Di balik kisah duka kecelakaan pesawat SJ-182 PK-CLC, ada para petugas yang berusaha selalu siaga melayani warga. Mereka menjalankan tugas sepenuh hati dan tidak ingin keluarga korban terus berada dalam perasaan duka.
Oleh
ADITYA DIVERANTA
·3 menit baca
JAKARTA, KOMPAS — Fathimah (31) tampak sibuk mendampingi Nurul (40) yang tidak kuasa menahan tangis di Rumah Sakit Bhayangkara Tingkat I Raden Said Sukanto, Kramatjati, Jakarta Timur. Senin (11/1/2021) sore itu, Fathimah berpikir keras bagaimana cara menenangkan Nurul yang bersedih akibat kepergian sang adik kandung.

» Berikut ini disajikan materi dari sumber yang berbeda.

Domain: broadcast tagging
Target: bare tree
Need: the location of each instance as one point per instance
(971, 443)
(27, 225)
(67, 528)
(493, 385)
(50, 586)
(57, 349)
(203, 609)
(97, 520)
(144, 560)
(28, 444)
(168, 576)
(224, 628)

Fathimah lalu memindahkan Nurul dari ingar bingar kerumunan orang. Dia mencoba menenangkan Nurul dengan memberi minuman. Selama situasi itu, tangisan Nurul agak mereda dan mulai merespons saat diajak bicara.
Fathimah yang menjadi pendamping sosial bagi keluarga korban kecelakaan pesawat SJ-182 PK-CLC baru bisa sedikit tenang saat itu. Dirinya merasa lega karena dapat turut mengurangi duka yang dialami pihak keluarga.
”Banyak keluarga yang berduka dalam kondisi sekarang ini. Saya hanya berusaha menenangkan dan lebih banyak mendengar. Saya pikir mereka lebih perlu didengar daripada terus-menerus ditanya,” kata Fathimah di posko antemortem rumah sakit, Senin sore.
Fathimah adalah satu dari belasan psikolog pendamping yang bertugas menemani keluarga korban kecelakaan pesawat Sriwijaya Air. Mereka bertugas memberi semangat di tengah kondisi keluarga yang berduka.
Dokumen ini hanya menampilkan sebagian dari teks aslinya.